I’d be careful with that claim. I’d argue it’s a self-selecting phenomenon. Those who attend LAC’s are more likely to be academically interested in a Ph.D. compared to students at universities. Though I’d need a more specific definition of “PhD-earner feeding”, as I’m either not sure what you intend to say there or am not familiar with the term. Do you mean acceptance rate into Ph.D programs, attendance of Ph.D. programs, earnings of Ph.D. graduates, or something else? Frankly, I think either way you slice it, there are many factors at play so that isolating to undergraduate school type to make the claim is dubious at best, and the self selecting effect is going to be a part of most of those.

Speaking of CS majors and LACs:
https://www.haverford.edu/college-communications/news/richard-phillips-18-wins-computing-research-association-award

^^ The best available PhD production data is the NSF/WebCASPAR data.
That data does not track program admissions, it tracks PhD completions. LACs seem to compete very well with research universities for per capita alumni PhD completions. We can speculate about the role self-selection might play in those high completion rates, but as far as I can tell, we don’t have sufficient data to determine if higher completion rates are largely attributable to higher application rates. I think it is reasonable to presume that high-production LACs must be doing a good job of motivating and preparing their students for graduate work. Those students apparently aren’t being hindered by a lack of advanced courses in the LAC curriculum.

IMO, self-selection probably is a factor, but if so, that begs the question of why more LAC students would be motivated to pursue PhDs. It may be the case that a higher level of student-faculty engagement at LACs tends to make their students more motivated and better prepared for graduate work, and that this advantage outweighs any disadvantage from more limited course selection. Whether such a trade-off favors all majors (including CS) equally is another question.

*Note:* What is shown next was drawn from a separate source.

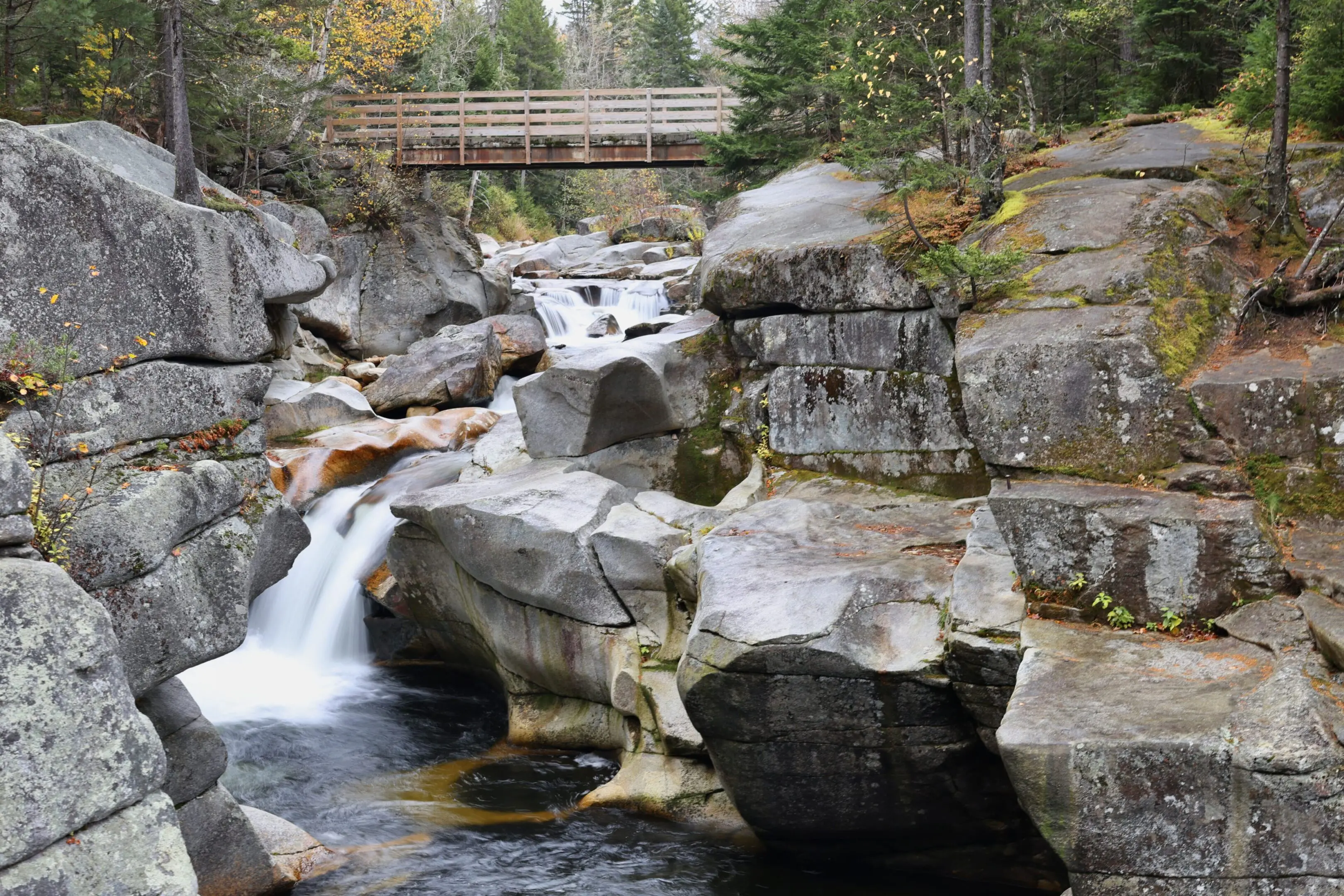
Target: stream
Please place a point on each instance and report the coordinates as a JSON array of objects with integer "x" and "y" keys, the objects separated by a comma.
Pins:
[{"x": 405, "y": 767}]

Cousin recently majored in computer science at Princeton and worked for very famous large tech company in SV. His take on this is that the hiring is all about skill acquisition-the name of the school was almost irrelevant once you were in the interviews coding for 8 hours. One could acquire those skills anywhere, but yes, his level of skills was behind those of more technically oriented college grads,and he would only suggest a LAC to those with substantial outside commitment to computer programming so the skills would be acquired independently. Many computer students have pre-existing outside experience and that can help in skills acquisition.

@PengsPhils It is an information published by NSF in 2012. It’s basically a sorted list of institutes based on the percentage of their graduates who eventually earned PhD, categorized into fields of study. Self selecting effect is obvious, but my point is to dispute the claim in the original post, that BS degrees from research universities are worth infinitely more than BA in CS from top LACs. The claim automatically ignores students’ background, so self selecting or not is no longer an issue. The claimer defined worthiness based on business/industrial perspectives. I merely mentioned that worthiness doesn’t limit only to that view. Readiness to continue study into the most advanced level of the field is also worthwhile, and can be well achieved from good LACs.

I feel like that seems pretty obvious: students who are more interested in pure academics (learning for the sake of learning) will be more likely to attend a LAC. Those interested in pure academics are more likely to pursue a Ph.D.

No argument here, this is a 4-month-old thread and I think most agree with that. This thread just more or less went in circles for 15 pages when it was first posted.